A son arrivée dans l'enseignement secondaire, Anthem souffrit de discrimination à cause de ses cheveux rouges. Sa mère avait beau essayer de le rassurer sur sa tignasse en faisant référence aux grands dieux mythologiques ou à la fourrure de nobles animaux tels que le renard ou le tigre, ses allusions le plongeaient dans une désolation d'autant plus profonde qu'il avait bien conscience de manquer du charisme et de la beauté de ses précurseurs.

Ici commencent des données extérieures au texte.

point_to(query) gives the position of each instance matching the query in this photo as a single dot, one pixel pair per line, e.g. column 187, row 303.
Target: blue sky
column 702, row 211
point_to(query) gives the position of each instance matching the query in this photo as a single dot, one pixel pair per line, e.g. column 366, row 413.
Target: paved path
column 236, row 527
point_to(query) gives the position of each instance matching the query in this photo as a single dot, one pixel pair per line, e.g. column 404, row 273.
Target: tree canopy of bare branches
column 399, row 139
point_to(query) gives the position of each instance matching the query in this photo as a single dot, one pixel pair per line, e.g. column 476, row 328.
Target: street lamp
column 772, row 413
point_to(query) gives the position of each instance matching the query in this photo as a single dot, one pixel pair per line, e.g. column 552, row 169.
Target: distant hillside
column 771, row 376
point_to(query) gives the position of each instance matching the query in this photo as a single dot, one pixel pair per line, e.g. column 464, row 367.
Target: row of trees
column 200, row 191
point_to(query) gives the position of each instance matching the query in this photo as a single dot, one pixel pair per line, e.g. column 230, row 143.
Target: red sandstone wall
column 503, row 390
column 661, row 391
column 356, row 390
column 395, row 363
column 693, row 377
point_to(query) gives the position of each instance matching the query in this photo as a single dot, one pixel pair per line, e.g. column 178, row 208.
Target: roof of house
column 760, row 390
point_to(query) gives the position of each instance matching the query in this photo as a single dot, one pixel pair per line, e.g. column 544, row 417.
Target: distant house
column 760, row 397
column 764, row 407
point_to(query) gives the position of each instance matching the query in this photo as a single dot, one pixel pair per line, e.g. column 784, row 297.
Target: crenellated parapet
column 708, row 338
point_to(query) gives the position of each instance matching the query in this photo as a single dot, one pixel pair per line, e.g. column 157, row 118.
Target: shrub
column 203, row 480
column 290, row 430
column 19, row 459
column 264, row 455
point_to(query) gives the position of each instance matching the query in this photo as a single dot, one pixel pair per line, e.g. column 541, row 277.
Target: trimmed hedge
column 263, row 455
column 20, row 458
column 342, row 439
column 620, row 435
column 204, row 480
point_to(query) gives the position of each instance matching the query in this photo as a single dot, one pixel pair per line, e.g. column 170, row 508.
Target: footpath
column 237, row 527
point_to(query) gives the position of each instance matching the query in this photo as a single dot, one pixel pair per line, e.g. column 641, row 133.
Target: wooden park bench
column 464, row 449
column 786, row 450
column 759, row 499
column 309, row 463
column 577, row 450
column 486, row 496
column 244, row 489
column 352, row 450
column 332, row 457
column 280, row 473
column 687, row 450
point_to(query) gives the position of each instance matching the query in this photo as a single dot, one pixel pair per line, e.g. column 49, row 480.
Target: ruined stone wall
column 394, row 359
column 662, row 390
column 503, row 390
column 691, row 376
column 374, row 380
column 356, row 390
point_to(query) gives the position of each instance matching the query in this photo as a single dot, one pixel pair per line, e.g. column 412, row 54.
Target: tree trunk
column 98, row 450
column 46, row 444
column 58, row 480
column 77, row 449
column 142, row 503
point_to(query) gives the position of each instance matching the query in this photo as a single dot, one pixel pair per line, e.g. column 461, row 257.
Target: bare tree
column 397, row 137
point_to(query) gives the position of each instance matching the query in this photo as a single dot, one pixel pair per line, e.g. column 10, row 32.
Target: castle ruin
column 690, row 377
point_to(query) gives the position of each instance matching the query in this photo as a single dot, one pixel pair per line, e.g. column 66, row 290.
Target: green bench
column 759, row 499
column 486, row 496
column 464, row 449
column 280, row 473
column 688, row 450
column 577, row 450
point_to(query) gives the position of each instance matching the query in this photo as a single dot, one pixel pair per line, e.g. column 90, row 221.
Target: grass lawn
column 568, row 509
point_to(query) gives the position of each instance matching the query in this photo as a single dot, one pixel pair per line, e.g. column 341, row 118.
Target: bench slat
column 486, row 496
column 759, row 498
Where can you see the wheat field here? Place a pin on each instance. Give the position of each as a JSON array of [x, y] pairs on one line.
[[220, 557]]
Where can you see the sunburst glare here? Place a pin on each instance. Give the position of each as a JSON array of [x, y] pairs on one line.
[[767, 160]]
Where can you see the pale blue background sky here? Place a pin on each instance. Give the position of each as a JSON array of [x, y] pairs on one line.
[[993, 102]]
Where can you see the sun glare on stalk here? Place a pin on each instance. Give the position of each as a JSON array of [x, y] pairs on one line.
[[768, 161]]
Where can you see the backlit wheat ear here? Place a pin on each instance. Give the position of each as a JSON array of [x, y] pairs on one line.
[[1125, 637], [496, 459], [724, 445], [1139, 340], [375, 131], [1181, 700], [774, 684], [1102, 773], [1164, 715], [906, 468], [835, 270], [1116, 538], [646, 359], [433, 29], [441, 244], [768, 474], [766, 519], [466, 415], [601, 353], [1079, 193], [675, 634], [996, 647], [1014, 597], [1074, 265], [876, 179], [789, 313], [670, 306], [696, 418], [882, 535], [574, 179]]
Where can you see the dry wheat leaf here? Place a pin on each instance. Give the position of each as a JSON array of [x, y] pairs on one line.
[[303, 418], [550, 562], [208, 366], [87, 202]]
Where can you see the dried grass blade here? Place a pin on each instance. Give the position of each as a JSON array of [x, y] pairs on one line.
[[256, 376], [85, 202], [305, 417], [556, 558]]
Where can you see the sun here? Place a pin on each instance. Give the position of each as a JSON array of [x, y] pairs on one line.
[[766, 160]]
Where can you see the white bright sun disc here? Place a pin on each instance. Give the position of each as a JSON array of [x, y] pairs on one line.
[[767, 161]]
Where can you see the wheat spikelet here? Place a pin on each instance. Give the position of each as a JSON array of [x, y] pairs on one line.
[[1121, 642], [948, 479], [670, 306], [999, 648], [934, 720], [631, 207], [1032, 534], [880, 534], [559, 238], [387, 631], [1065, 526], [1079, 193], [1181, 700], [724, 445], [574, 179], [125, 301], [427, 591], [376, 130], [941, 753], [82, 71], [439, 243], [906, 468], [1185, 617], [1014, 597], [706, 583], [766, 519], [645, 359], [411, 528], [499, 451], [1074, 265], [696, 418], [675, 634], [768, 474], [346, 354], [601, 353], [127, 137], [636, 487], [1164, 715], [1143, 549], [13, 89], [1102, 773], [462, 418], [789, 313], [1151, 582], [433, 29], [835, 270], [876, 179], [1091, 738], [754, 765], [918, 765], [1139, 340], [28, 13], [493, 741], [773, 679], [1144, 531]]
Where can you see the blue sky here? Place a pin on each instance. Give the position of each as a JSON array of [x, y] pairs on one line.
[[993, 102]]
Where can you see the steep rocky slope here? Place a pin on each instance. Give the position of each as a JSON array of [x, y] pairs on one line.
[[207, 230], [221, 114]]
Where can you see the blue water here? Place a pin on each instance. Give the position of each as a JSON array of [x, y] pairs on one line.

Avec son nez de rapace et ses petits yeux endoloris soulignés de cernes, il faisait plus pitié qu'envie. Il fut le genre d'adolescent grand et squelettique, dont la mèche rousse de cheveux gras cachait l'acné bourgeonnante. Aonghus voulut trouver dans le refuge des livres toutes les aventures qu'il n'aurait jamais le courage de vivre. Il se projetait méthodiquement dans la peau du personnage principal et en adoptait même les grimasses au fil de ses lectures. Aonghus vécut longtemps reclus dans un monde imaginaire, voyageur immobile dont les multiples rencontres ne faisaient que se succéder dans le vide. Quelques amis de chair, mais sans être préférés à une compagnie de papier. Cette période lui fut néfaste tant psychologiquement que moralement. Toutes ces possibilités offertes à lui d'incarner des surhommes, dans un moment où il aurait dû se constituer une personnalité propre, le rendirent quelque peu instable. Il lui vint le goût des grandes passions, des amours dévastatrices et sauvages. La poésie donna à son cœur fragile le vocabulaire des âmes damnées et les outils nécessaires à forger son désespoir.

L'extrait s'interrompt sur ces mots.